Die Jungenfreundschaft ist eng und Owen verbringt viel Zeit in der Familie seines Freundes, der mit seiner unverheirateten Mutter bei der Großmutter lebt. Owen bewundert die schöne Mutter seines Freundes, des Ich-Erzählers, geradezu schwärmerisch. In ihrer Freizeit spielen die Jungen hauptsächlich Basketball. Für Owen ist dieser Sport, wegen seiner geringen Körpergröße, eigentlich ein Unding. Aber sein Freund hilft ihm, die fehlende Länge zu überwinden, indem er mit ihm zusammen über das Spielfeld rennt und ihn hochhebt, während Owen den Ball in den Korb wirft.

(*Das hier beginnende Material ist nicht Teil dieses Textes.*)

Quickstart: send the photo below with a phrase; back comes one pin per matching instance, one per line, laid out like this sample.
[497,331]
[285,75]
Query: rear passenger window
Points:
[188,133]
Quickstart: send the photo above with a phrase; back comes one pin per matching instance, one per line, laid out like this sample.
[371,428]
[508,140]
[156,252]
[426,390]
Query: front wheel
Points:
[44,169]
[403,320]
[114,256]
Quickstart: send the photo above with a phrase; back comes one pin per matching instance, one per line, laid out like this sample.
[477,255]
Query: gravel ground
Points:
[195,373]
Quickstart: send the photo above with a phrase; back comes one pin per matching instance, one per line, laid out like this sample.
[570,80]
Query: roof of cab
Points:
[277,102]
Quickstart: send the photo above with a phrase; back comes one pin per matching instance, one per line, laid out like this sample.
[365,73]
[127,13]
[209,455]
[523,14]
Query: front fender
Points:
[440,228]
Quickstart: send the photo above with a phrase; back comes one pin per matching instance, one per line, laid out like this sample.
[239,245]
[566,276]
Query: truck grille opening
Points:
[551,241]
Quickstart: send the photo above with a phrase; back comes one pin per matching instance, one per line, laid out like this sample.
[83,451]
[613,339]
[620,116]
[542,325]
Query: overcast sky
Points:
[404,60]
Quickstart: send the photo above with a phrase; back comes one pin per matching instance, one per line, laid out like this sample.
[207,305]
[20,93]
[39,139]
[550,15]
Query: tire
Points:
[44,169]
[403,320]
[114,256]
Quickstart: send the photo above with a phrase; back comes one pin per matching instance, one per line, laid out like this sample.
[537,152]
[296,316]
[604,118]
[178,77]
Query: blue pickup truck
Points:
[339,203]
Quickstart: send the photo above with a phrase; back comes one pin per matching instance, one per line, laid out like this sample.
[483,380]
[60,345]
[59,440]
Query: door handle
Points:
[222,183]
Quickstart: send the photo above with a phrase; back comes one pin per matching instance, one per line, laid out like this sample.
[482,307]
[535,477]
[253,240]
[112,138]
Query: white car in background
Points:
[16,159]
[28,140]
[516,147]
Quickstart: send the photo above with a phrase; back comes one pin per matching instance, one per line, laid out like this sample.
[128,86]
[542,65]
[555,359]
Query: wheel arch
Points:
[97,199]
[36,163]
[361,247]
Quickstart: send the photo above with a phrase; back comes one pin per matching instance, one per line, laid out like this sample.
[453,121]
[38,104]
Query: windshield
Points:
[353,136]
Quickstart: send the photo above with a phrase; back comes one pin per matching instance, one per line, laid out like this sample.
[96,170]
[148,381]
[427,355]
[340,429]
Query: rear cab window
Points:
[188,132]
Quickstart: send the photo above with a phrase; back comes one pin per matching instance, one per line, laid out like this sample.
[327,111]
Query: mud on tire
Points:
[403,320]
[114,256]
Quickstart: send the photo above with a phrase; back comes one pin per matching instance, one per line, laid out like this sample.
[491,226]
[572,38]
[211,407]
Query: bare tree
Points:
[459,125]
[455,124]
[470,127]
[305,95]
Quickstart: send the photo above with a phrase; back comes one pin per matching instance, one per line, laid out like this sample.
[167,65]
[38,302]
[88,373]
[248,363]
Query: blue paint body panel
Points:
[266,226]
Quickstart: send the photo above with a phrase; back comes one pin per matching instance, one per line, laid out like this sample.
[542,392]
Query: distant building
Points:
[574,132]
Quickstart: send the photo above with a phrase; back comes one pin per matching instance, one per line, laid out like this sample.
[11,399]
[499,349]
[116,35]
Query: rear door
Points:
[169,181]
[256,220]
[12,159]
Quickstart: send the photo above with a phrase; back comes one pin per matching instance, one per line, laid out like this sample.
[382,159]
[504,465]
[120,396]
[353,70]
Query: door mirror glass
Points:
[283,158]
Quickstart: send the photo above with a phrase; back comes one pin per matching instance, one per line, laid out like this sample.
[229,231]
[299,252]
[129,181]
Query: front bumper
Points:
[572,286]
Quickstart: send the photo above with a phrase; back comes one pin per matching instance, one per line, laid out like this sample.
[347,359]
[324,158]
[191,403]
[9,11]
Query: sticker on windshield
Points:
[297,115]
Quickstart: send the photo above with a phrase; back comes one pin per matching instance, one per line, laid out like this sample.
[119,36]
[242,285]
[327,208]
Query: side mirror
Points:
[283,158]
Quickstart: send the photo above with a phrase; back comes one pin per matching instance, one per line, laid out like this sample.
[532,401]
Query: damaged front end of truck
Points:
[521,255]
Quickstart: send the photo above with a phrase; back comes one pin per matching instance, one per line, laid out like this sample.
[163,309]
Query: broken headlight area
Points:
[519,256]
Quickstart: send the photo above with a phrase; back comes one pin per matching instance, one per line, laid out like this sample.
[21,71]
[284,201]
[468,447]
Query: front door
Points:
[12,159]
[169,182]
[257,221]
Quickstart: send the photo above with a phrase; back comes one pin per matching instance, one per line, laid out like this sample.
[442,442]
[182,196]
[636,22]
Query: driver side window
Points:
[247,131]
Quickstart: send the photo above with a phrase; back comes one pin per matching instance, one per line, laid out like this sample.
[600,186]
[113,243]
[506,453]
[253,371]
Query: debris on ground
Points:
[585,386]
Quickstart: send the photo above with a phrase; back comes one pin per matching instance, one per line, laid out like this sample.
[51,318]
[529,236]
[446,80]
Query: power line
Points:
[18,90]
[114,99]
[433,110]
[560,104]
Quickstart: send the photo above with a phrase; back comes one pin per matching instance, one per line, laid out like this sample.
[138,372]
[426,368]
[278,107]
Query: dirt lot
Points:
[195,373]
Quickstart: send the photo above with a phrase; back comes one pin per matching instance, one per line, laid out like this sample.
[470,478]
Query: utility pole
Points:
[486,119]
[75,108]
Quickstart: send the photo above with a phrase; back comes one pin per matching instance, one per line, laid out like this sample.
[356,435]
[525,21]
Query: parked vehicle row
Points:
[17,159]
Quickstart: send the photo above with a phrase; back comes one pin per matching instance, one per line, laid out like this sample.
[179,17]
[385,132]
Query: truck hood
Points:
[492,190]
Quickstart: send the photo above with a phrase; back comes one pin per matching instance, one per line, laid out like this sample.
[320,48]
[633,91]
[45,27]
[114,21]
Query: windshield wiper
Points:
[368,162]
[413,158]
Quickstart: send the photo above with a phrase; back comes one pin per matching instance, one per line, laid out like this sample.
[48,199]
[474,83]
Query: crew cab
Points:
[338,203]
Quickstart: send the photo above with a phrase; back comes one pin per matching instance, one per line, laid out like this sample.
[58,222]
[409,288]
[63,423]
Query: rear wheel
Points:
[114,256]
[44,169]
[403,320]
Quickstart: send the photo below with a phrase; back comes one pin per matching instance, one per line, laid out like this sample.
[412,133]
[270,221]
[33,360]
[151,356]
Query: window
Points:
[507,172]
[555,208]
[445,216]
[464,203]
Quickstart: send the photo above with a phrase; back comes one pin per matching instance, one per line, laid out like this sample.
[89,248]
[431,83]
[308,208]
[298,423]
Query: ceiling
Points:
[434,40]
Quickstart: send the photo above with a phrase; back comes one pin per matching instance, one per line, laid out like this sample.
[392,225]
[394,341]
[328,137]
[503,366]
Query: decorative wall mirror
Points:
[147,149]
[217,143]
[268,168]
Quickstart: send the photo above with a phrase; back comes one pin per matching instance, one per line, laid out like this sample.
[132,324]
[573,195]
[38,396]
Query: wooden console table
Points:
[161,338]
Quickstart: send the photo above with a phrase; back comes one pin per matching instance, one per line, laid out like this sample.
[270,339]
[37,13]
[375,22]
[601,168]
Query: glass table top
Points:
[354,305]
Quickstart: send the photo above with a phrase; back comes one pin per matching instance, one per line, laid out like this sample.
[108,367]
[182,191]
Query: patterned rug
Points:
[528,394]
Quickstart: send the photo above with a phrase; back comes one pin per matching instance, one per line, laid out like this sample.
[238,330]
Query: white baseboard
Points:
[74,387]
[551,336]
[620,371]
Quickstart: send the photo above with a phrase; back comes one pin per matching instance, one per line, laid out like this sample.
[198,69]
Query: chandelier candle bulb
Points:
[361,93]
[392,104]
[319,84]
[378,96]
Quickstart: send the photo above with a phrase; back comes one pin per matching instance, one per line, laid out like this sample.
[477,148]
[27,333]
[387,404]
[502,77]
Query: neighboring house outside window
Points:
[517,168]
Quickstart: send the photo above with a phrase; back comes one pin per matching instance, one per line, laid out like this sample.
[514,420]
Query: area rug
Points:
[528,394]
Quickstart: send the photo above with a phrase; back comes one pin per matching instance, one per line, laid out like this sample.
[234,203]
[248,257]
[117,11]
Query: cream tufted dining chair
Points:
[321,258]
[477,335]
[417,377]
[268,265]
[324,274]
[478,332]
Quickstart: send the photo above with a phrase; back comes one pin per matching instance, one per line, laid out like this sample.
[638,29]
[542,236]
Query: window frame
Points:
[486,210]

Tragischerweise trifft Owen die Mutter des Ich-Erzählers mit einem scharf gespielten Ball beim Baseball an ihrer Schläfe, woraufhin sie sofort tot ist. Owen lebt nun unter der Vorstellung, ein Instrument Gottes zu sein, was auch alle seine Handlungen determiniert. Er denkt ständig an seinen nahe bevorstehenden Tod, der dementsprechend einem guten Zweck dienen wird und dessen Datum er lange vorher durch eine Vision zu kennen glaubt. John hingegen ist an Fragen des Glaubens wenig interessiert und offenbart zunächst kein transzendentales Bedürfnis. Im Laufe seines Lebens wird sich das allerdings ändern.
Die dramatische Auflösung des Romans beantwortet viele Fragen, die sich beim Leser während des Lesens einstellen. John Irving arbeitet den gesamten Roman über auf ein singuläres Ereignis hin: Owen stirbt den Opfertod.